In the US, about 350 people die of Covid-19 each day. That figure is much lower than at the peak, but it’s still a disturbingly high death toll given that new Covid infections have fallen sharply in recent months.

Last December, the FDA authorized the use of Paxlovid, which was shown to be 90% effective in treating Covid. Since that time, I’ve read numerous articles suggesting that many Covid sufferers are not being given this highly effective treatment.

I know of a 97-year old man who was hospitalized immediately after contracting Covid, and then put on oxygen. He was not given Paxlovid until 6 days later, when he asked for it. In another case, a Covid sufferer I know asked her doctor about Paxlovid, and the doctor responded that she’d never heard of the drug.

These cases seem to confirm what I’ve been reading in the media. I’m puzzled as to what’s going on here. We have this paternalistic health care system where people are not supposed to make their own decisions; rather they are supposed to rely on “experts” for advice and prescriptions.

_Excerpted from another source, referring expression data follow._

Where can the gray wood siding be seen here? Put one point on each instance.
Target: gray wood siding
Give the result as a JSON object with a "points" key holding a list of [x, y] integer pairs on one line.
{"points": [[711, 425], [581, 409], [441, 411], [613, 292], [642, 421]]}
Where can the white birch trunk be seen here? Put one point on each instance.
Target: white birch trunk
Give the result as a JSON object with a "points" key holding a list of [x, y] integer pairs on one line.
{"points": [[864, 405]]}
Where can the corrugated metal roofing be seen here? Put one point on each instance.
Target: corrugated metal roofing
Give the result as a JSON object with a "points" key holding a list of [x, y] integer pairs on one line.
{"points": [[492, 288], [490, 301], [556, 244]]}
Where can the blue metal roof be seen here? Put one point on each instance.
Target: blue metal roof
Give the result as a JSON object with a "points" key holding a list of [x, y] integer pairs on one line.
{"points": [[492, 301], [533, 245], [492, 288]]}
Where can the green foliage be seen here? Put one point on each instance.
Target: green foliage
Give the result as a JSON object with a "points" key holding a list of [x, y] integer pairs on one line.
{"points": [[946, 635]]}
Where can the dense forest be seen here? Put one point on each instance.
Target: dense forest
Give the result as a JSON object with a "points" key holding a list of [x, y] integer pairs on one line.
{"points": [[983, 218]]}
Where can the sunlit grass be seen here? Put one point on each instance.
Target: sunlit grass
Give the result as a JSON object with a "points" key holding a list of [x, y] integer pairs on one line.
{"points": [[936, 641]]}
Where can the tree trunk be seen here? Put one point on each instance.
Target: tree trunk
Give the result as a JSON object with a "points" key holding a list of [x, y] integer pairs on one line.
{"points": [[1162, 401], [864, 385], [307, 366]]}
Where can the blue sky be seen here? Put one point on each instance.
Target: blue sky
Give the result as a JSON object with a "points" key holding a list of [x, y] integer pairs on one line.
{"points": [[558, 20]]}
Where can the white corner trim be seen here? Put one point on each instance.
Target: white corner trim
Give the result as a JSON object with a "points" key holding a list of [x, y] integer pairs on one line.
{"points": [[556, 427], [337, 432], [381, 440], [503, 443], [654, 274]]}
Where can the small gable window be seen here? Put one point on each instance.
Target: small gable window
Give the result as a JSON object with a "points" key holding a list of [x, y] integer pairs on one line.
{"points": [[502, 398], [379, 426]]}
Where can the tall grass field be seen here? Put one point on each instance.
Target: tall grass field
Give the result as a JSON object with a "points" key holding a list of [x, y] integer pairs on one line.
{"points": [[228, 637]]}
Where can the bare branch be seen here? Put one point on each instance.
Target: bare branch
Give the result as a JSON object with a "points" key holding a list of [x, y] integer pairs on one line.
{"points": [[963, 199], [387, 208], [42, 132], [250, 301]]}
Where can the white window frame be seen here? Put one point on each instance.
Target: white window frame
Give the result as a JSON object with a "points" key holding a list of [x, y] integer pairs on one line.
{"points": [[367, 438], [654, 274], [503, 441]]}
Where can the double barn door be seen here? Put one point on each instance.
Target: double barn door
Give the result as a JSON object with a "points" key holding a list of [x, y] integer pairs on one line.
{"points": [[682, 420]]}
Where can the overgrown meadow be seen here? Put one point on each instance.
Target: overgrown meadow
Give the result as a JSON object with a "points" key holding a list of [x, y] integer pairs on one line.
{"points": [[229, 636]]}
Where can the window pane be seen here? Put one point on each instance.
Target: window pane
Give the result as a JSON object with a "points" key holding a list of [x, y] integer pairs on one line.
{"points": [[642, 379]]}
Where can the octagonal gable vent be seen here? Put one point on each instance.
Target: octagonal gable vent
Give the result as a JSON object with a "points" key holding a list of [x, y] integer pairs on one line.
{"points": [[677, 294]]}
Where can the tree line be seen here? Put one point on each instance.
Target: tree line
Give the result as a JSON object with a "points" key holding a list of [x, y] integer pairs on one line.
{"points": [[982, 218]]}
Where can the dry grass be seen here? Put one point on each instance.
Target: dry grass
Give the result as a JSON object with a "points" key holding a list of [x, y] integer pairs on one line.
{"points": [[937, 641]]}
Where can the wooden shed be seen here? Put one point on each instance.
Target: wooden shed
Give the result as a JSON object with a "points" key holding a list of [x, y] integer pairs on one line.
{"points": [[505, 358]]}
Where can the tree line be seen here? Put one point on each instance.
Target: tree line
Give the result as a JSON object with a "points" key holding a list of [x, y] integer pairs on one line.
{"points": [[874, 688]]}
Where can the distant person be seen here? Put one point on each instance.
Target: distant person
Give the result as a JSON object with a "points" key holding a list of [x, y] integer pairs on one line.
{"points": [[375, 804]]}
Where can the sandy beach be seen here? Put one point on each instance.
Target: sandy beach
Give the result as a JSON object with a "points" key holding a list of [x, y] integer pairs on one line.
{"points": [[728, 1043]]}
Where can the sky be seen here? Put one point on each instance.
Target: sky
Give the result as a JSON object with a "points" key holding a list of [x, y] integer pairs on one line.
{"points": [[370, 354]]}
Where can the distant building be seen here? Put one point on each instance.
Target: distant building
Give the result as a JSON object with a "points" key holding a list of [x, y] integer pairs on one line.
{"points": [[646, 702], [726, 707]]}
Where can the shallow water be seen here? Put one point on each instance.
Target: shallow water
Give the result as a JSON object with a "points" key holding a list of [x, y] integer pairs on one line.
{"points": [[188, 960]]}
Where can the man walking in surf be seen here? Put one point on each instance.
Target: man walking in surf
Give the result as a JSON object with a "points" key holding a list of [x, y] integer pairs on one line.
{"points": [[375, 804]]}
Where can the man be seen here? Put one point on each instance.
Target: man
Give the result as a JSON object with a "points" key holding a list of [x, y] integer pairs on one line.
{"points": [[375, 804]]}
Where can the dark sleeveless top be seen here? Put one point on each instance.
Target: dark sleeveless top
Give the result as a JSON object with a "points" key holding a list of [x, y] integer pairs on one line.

So why are the experts failing us?

PS.  For what it’s worth, Paxlovid is the most effective drug I’ve ever taken.  I almost always take at least 7 to 10 days to recover from an illness with a fever, sometimes a month.  (I have a weak immune system.)   After taking Paxlovid, I recovered in about 12 hours.  Yes, there’s no proof of cause and effect in my case.  But recall that the Paxlovid clinical study also showed a high rate of effectiveness.

In my case, I got the prescription after about a 15 second consultation with a person I’d never met over a telemedicine zoom meeting.  Couldn’t a pharmacist do that?  Apparently not:

Even if you qualify, someone will still have to prescribe the drug, which means the pharmacy you get tested at will need to have a clinic, like CVS’ MinuteClinic, where a professional can screen, diagnose and prescribe. Only 10% of CVS drugstores and even fewer Walgreens have clinicians on site.

I understand that pharmacists might make a few more errors in their 15 seconds of questioning than the telemedicine operator I spoke with.  But 350 people are dying every day.  Is the FDA looking at this on a cost/benefit basis?

PPS.  We could also save many lives if more people got Covid vaccine boosters.  I also know of specific cases where the medical establishment dropped the ball on this issue.